This debate is a timely opportunity to ask whether the Secretary of State and her ministerial colleagues have, perhaps inadvertently, downgraded the Department’s work on HIV and AIDS. Ministers rarely mention HIV and AIDS unless pushed. There is—granted, my exploration of DFID’s website was only cursory—no record of a serious ministerial speech on this issue unprompted by Parliament for a very long time. There is no sign of a push to signal Britain’s continued interest in the major international efforts to tackle the factors that still drive the spread of HIV and AIDS. Given the urgency of the investment that is needed if we are to achieve the 90-90-90 targets, which the hon. Gentleman spoke about, it is disappointing that the Secretary of State does not appear—unless the Minister has news for us—to have a major plan to do the advocacy work that is needed at an international level.

The 10 countries that had the most people living with HIV in 2014—the last year for which figures are available—are South Africa, Nigeria, Zimbabwe, Mozambique, Uganda, Tanzania, Kenya, Zambia, Malawi and Ethiopia. They are all countries in which DFID has a significant bilateral programme or with which our Government have a long history and good connections. Britain’s continued influence with the countries that have the most people living with HIV is unlike that of any other country in the G7 or globally. It is therefore all the more important that Britain continues to show leadership on this issue.

Similarly, the slightly different list of the countries with the highest incidence of HIV among adults, as opposed to the general population, comprises countries with which Britain has a close relationship at Government level or, with one exception, where DFID has significant programmes. Again, that highlights the importance of Britain’s role in galvanising further investment in antiretroviral programmes and in championing the legal and cultural changes that are necessary to improve the response to HIV and AIDS.

The Department’s work focusing on girls and women is important and very welcome, and it is strongly supported on both sides of the House and among the non-governmental organisation community. I commend the Secretary of State for that work. However, I continue to be surprised by the apparent lack of interest in the impact on women and girls of being HIV positive. HIV and AIDS continue to be the biggest single killer of women of reproductive age globally. Despite that fact, the impact of HIV on women as a priority group is not frequently discussed or reflected in ministerial policy.

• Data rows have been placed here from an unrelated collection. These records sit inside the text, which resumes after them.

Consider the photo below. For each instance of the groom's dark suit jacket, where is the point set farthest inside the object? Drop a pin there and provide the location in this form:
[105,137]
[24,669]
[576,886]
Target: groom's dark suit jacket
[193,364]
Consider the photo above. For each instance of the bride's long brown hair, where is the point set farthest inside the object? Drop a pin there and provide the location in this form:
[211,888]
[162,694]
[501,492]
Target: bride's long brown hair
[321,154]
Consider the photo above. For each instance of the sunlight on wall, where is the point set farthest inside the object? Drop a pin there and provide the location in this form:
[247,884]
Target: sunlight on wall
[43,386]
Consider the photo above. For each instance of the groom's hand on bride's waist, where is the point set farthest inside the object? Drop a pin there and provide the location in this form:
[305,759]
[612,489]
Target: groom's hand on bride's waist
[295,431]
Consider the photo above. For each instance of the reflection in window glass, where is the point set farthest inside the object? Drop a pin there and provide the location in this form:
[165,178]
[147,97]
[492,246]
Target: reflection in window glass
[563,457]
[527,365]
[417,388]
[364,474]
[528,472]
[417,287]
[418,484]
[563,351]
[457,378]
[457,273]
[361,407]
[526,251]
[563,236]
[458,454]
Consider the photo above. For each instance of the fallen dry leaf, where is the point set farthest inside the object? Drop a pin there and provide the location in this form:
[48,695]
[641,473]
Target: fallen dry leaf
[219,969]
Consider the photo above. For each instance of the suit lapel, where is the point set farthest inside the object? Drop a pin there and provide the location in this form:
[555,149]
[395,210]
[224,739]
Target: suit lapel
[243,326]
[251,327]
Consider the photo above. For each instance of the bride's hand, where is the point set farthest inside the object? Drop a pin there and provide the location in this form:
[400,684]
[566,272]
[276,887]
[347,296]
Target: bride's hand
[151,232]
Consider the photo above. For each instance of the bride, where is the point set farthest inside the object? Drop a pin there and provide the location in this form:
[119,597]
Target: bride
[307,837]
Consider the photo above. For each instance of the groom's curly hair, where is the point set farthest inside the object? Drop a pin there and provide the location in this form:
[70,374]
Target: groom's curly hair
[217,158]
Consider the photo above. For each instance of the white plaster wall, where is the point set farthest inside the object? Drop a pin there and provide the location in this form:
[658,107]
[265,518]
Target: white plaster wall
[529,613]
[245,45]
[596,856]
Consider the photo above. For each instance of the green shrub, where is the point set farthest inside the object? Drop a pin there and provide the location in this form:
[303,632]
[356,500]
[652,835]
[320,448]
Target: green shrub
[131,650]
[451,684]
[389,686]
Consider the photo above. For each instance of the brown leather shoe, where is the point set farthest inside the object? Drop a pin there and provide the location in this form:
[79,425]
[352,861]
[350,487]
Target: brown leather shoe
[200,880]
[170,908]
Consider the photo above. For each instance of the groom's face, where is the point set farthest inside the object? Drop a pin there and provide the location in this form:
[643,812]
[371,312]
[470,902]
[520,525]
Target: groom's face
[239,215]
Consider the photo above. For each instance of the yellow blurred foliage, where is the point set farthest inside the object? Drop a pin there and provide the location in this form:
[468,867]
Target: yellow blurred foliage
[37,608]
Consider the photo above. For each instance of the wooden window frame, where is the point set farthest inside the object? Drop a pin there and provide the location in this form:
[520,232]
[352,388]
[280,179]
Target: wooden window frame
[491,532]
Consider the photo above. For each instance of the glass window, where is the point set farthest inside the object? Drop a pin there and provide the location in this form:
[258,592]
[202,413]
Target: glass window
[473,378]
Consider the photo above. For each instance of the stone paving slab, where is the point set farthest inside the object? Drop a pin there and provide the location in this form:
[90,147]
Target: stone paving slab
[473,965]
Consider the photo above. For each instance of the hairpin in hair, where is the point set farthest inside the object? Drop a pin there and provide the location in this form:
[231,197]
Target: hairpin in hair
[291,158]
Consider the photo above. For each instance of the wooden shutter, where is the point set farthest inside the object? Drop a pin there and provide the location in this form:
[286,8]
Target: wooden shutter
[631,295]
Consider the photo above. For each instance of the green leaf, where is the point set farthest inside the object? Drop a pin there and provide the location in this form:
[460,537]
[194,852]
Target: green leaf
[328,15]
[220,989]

The hon. Gentleman is making very important points about women and girls, but does he agree that they should be included as decision makers, not simply as victims and recipients of aid?

Absolutely. Britain’s international leadership on this issue is important because one of the things that we, as a country, should be championing is the cultural change that is needed in countries so that, as the hon. Lady says, women and girls become more active decision makers. At the moment, in too many cases, they are not. I gently bring her back to the important point she made about the strong support given by Britain to the global fund. I welcome that investment, but it is not enough to outsource leadership on HIV and AIDS from ministerial offices to the global fund. Political change is needed in countries as much as investment in health services, with which the fund helps. I fear that that is the important missing link in Britain’s response at the moment.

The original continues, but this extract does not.